Professor Carl Thayer kindly offered this comment on the ASEAN role:

I have just read your analysis of Rudd and his Asia Pacific community proposal. My take is that the PM’s APC/APc proposal was open ended...If the PM has moved on, why host a one and a half track conference later? And if the APC is dead what happens if the US does join the East Asia Summit? Rizal Sukma had also advocated moving beyond ASEAN, suggesting – in my words – a kind of G6 or G8 grouping for the Asia Pacific.

ASEAN is hardly in a position to do anything really positive in addressing the overlap between security and economic issues without bringing on board the major powers.
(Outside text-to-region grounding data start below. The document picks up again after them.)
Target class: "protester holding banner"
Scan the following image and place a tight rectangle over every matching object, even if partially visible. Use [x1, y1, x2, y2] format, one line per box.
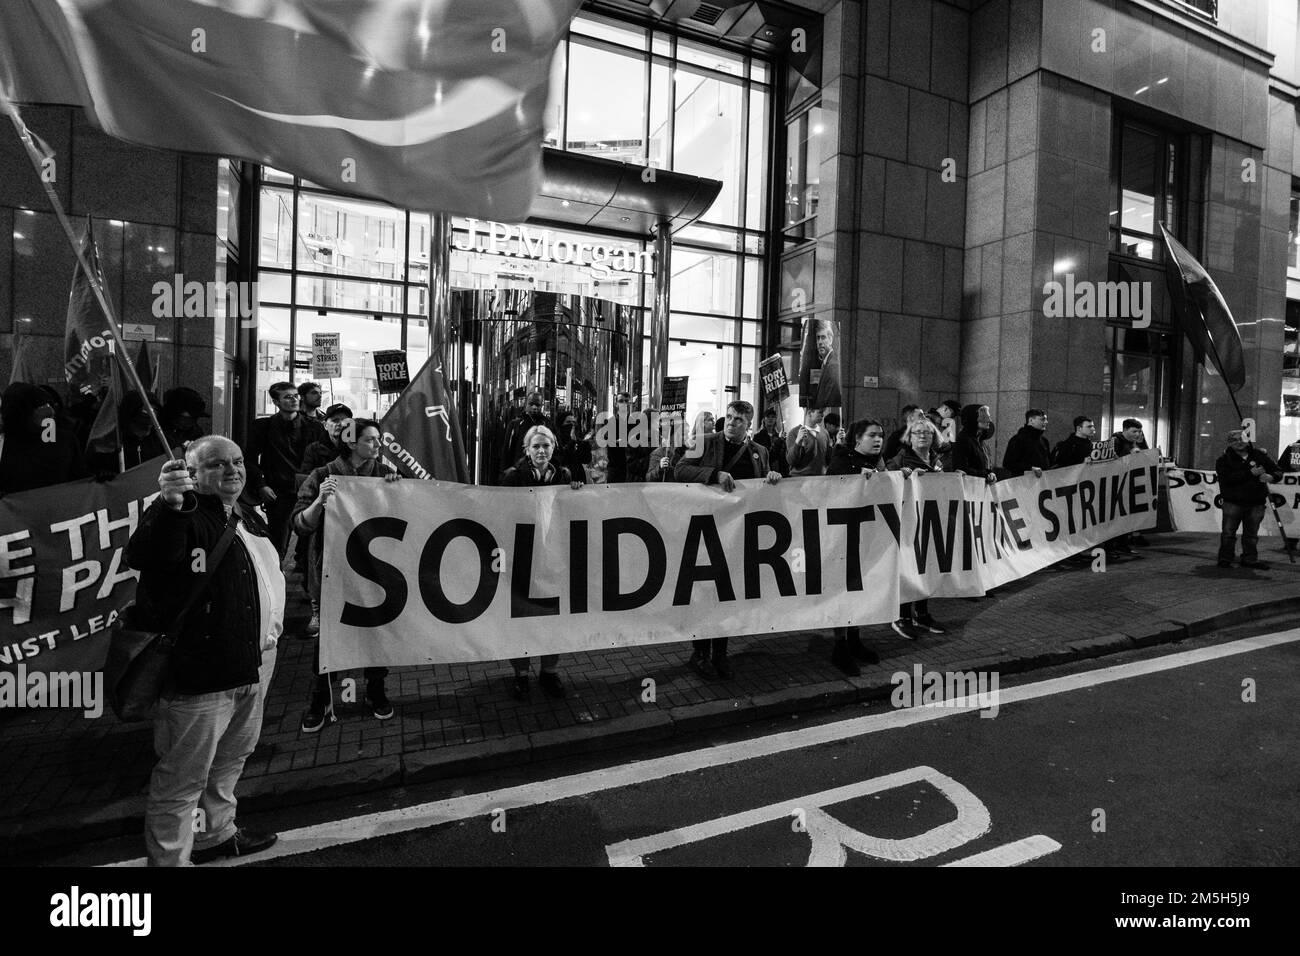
[786, 407, 830, 477]
[245, 381, 326, 558]
[888, 419, 949, 639]
[0, 382, 88, 495]
[1112, 419, 1148, 457]
[502, 424, 583, 699]
[883, 405, 922, 462]
[1214, 429, 1282, 570]
[555, 409, 592, 485]
[752, 405, 789, 477]
[500, 389, 551, 482]
[125, 438, 282, 866]
[1003, 409, 1051, 478]
[294, 419, 401, 731]
[674, 401, 780, 679]
[1052, 416, 1097, 468]
[950, 404, 1002, 484]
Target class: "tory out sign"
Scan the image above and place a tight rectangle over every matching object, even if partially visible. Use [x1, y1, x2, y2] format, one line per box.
[453, 218, 654, 281]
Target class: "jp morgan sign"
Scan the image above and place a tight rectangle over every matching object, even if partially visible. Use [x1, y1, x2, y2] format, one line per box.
[454, 219, 654, 281]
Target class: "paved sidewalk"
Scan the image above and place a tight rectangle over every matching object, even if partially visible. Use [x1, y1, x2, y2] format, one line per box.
[2, 532, 1297, 856]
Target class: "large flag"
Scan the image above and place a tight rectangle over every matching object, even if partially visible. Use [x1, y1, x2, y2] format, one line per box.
[0, 0, 581, 220]
[85, 341, 125, 457]
[63, 217, 114, 396]
[1159, 221, 1246, 392]
[379, 357, 470, 483]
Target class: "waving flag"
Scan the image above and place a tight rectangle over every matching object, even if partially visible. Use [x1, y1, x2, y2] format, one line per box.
[0, 0, 580, 220]
[63, 217, 115, 396]
[1159, 222, 1246, 392]
[380, 357, 470, 483]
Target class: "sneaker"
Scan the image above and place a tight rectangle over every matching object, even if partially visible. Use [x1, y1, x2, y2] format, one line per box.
[511, 674, 530, 700]
[830, 643, 861, 677]
[191, 828, 278, 865]
[712, 656, 733, 680]
[688, 653, 717, 680]
[891, 618, 923, 641]
[913, 613, 947, 635]
[305, 612, 320, 637]
[1241, 560, 1269, 570]
[365, 682, 394, 720]
[300, 683, 335, 734]
[538, 671, 566, 699]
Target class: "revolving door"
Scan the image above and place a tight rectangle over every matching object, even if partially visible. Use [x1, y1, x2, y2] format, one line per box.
[445, 289, 644, 484]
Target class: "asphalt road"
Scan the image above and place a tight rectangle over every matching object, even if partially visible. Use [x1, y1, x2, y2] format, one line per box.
[217, 628, 1295, 867]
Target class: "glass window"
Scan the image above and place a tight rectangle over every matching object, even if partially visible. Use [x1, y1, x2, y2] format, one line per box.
[294, 309, 402, 419]
[1109, 119, 1181, 260]
[572, 14, 647, 50]
[648, 61, 672, 169]
[1103, 327, 1171, 452]
[296, 192, 406, 279]
[543, 44, 567, 149]
[674, 69, 745, 225]
[1282, 300, 1300, 453]
[259, 186, 294, 269]
[677, 38, 744, 77]
[295, 275, 405, 314]
[779, 247, 815, 315]
[670, 312, 757, 342]
[672, 248, 737, 315]
[1288, 187, 1299, 276]
[566, 41, 648, 162]
[747, 88, 770, 232]
[784, 106, 822, 239]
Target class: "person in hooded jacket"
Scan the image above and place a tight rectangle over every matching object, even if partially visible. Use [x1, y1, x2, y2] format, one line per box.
[293, 419, 401, 733]
[949, 403, 1005, 483]
[1002, 409, 1051, 477]
[0, 382, 88, 495]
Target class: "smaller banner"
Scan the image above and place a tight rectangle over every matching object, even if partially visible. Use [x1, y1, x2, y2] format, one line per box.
[759, 354, 790, 404]
[1166, 467, 1299, 536]
[661, 376, 688, 417]
[1087, 437, 1119, 463]
[373, 349, 410, 394]
[312, 332, 341, 379]
[797, 317, 841, 409]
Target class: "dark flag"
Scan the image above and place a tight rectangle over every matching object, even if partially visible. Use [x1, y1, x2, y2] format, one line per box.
[0, 0, 582, 221]
[8, 328, 41, 386]
[379, 358, 470, 483]
[134, 339, 158, 394]
[63, 218, 114, 396]
[86, 343, 125, 458]
[1159, 221, 1246, 392]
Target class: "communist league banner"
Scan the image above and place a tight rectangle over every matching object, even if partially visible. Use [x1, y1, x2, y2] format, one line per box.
[321, 452, 1161, 668]
[1166, 467, 1300, 536]
[0, 458, 164, 673]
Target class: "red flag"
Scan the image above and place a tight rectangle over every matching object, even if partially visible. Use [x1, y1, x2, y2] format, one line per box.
[1, 0, 580, 220]
[379, 357, 470, 483]
[63, 218, 115, 396]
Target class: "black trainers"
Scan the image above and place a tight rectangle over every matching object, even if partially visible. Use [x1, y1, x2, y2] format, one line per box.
[538, 671, 566, 699]
[891, 618, 923, 641]
[688, 652, 717, 680]
[511, 674, 530, 699]
[191, 828, 277, 865]
[913, 613, 947, 635]
[712, 656, 733, 680]
[365, 682, 394, 720]
[831, 642, 861, 677]
[300, 680, 335, 734]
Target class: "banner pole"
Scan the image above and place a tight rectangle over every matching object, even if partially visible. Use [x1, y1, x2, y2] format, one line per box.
[1, 95, 172, 460]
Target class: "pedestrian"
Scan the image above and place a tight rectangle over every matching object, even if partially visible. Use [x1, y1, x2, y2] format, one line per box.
[887, 419, 949, 639]
[297, 381, 326, 422]
[675, 400, 781, 679]
[1214, 429, 1282, 570]
[501, 389, 552, 481]
[160, 386, 211, 450]
[245, 381, 326, 559]
[502, 425, 584, 699]
[294, 419, 401, 731]
[786, 407, 830, 476]
[124, 438, 282, 866]
[554, 408, 592, 484]
[1002, 408, 1051, 477]
[823, 410, 842, 467]
[1108, 418, 1149, 553]
[1052, 416, 1096, 467]
[752, 405, 790, 477]
[950, 403, 1003, 483]
[0, 382, 88, 495]
[826, 418, 887, 674]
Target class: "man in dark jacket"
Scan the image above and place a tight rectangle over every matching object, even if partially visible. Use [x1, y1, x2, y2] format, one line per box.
[950, 404, 1003, 483]
[1052, 416, 1097, 467]
[125, 437, 283, 866]
[675, 400, 781, 679]
[752, 405, 789, 477]
[1214, 429, 1282, 569]
[1002, 409, 1051, 477]
[245, 381, 326, 558]
[826, 419, 886, 675]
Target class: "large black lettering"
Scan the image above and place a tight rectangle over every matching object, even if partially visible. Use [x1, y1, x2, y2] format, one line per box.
[673, 514, 736, 605]
[801, 509, 823, 595]
[602, 518, 667, 612]
[1078, 479, 1097, 531]
[1054, 483, 1080, 535]
[743, 510, 796, 599]
[1128, 466, 1151, 514]
[1038, 488, 1061, 542]
[828, 506, 876, 591]
[510, 524, 558, 618]
[966, 500, 988, 564]
[418, 518, 499, 624]
[570, 520, 588, 614]
[1001, 497, 1031, 551]
[875, 502, 902, 544]
[340, 517, 409, 627]
[916, 499, 959, 573]
[1108, 472, 1128, 522]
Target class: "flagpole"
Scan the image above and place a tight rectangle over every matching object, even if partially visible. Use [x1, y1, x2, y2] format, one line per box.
[1, 94, 173, 460]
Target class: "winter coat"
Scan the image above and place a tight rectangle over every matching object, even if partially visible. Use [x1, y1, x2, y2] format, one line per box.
[826, 445, 887, 476]
[1052, 434, 1094, 468]
[1215, 448, 1282, 508]
[293, 455, 396, 602]
[1003, 425, 1051, 476]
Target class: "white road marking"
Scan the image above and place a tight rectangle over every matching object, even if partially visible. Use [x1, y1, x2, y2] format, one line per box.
[942, 834, 1062, 867]
[107, 629, 1299, 866]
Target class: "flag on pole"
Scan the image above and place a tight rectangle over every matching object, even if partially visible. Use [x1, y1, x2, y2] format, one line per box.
[8, 329, 42, 385]
[86, 340, 125, 457]
[134, 339, 158, 395]
[63, 217, 115, 396]
[379, 358, 470, 483]
[0, 0, 581, 220]
[1159, 222, 1246, 392]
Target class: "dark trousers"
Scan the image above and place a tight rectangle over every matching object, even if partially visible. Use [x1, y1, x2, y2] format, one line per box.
[900, 599, 929, 620]
[310, 642, 387, 695]
[834, 626, 862, 645]
[692, 638, 728, 660]
[265, 491, 296, 560]
[512, 655, 559, 674]
[1219, 502, 1265, 564]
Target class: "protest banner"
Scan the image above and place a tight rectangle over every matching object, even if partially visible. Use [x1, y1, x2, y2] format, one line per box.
[1165, 467, 1299, 536]
[661, 376, 688, 417]
[312, 332, 342, 379]
[0, 458, 164, 673]
[321, 452, 1162, 668]
[373, 349, 410, 394]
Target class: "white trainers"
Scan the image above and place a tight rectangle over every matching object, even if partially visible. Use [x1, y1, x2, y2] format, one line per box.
[305, 612, 320, 636]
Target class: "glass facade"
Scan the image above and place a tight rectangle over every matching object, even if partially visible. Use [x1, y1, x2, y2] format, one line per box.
[252, 10, 772, 423]
[1282, 184, 1300, 452]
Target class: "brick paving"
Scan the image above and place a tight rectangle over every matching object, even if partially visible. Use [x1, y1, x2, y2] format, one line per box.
[1, 531, 1297, 850]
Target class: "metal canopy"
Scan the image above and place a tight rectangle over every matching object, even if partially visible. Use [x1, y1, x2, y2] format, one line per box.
[528, 147, 723, 236]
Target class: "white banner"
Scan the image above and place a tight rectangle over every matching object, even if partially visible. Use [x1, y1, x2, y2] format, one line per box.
[321, 452, 1161, 668]
[1165, 467, 1299, 536]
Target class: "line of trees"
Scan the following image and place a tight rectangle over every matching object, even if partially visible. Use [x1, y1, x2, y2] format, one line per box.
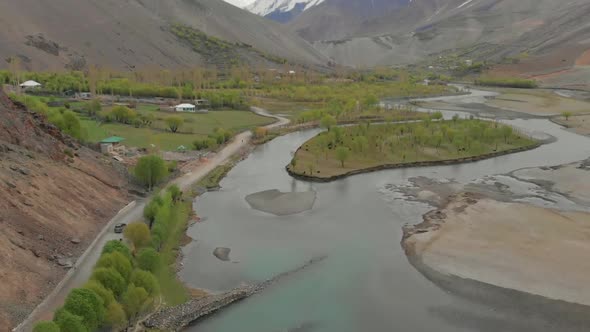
[475, 77, 538, 89]
[34, 186, 185, 332]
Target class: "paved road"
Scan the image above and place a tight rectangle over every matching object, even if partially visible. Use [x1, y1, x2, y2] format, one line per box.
[16, 108, 289, 331]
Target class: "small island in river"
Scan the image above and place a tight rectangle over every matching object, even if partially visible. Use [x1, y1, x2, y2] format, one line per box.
[287, 117, 539, 181]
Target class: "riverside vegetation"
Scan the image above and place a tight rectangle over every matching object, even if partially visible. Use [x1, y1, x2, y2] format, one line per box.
[288, 113, 538, 179]
[33, 185, 191, 331]
[3, 67, 453, 151]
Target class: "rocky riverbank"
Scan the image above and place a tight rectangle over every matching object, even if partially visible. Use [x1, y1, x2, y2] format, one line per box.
[146, 256, 326, 331]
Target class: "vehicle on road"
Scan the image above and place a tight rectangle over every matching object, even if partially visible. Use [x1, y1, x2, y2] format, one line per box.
[114, 223, 127, 233]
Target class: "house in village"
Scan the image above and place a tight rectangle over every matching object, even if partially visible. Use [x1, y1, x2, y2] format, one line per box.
[19, 80, 42, 90]
[195, 99, 210, 107]
[174, 103, 196, 112]
[100, 136, 125, 154]
[75, 92, 93, 100]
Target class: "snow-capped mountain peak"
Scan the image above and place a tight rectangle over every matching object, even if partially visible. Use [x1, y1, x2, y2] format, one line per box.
[246, 0, 325, 18]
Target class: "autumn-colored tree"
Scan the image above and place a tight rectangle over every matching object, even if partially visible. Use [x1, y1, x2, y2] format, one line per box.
[122, 285, 150, 321]
[105, 302, 127, 330]
[123, 223, 151, 251]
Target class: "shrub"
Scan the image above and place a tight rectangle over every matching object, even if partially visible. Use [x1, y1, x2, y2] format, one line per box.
[33, 321, 60, 332]
[254, 127, 268, 138]
[63, 148, 74, 158]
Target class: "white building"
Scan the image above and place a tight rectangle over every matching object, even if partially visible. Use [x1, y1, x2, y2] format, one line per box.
[174, 103, 196, 112]
[19, 80, 42, 89]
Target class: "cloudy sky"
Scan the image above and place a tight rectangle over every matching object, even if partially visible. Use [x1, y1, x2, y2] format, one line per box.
[223, 0, 256, 7]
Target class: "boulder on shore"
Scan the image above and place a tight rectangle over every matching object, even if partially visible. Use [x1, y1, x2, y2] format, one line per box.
[213, 247, 231, 261]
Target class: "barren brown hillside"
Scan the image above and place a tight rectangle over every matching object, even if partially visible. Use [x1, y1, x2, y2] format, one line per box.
[0, 91, 129, 329]
[0, 0, 327, 71]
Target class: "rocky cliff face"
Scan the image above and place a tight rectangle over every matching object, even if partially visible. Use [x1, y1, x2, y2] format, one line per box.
[0, 90, 128, 329]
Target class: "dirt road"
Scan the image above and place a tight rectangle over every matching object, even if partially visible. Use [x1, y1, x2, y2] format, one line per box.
[15, 108, 288, 331]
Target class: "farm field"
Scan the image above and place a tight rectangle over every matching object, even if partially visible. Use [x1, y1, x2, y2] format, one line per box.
[84, 109, 273, 150]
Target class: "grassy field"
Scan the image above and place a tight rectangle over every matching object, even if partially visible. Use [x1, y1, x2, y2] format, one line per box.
[289, 120, 537, 178]
[83, 109, 273, 150]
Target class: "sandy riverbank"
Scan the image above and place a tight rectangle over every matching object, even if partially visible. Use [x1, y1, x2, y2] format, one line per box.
[402, 158, 590, 306]
[404, 193, 590, 306]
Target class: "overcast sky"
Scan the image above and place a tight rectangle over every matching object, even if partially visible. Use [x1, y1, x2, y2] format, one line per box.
[223, 0, 256, 8]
But if ASEAN ‘takes the lead’ it is likely nothing will be accomplished. That leaves the option of the major powers taking the initiative. Some have argued for a G2; that would undercut ASEAN. Is there room for middle power diplomacy? My take is that the East Asia Summit plus the US (and Russia) could become the leading body since it brings together heads of government and state. Progress would be slow and evolutionary.

Consider what has been taken on board and what has been tossed overboard, one year after Rudd launched his Asia Pacific quest. Carl alludes to the fact that Rudd used the Shangri La speech to downgrade from a large ’C’ Community to a small ‘c’ community.

Strange how Australia seems to come to grief on 'Community'. Canberra hit the same obstacle 20 years ago in the creation of APEC. The C in APEC was to have stood for Community. But Asia, not least ASEAN, would not play. Instead, APEC stands rather inelegantly for Asia Pacific Economic Cooperation. As Gareth Evans observed, APEC is four adjectives in search of a noun.

Canberra has just been given the same lesson it received in 1989. Asia is certainly in search of community. But when it reaches Community, Asia (and the ASEANs) will determine timetable and naming rights.

Another thing tossed over board at Shangri La was in Rudd’s statement of the obvious: ‘There is not appetite for additional institutions.’ Whatever new regional architecture is created, it will draw on the existing bodies, such as they are: the East Asia Summit, the ASEAN Regional Forum and APEC. As the Prime Minister noted in Singapore: ‘No one wants more meetings.’ If there is to be progress, it will be aligning or even joining together these existing structures.

Australia now has four meetings this year where it can conduct Rudd’s ’focused discussion’ on the ’idea of an Asia Pacific community’. The chance for focus will happen at the ASEAN Regional Forum hosted by the ASEAN Foreign Ministers, at the East Asia Summit run by the ASEAN leaders, at the APEC summit hosted this year by an ASEAN member, and finally at the one-and-a-half track conference hosted by Australia (attendees to be announced).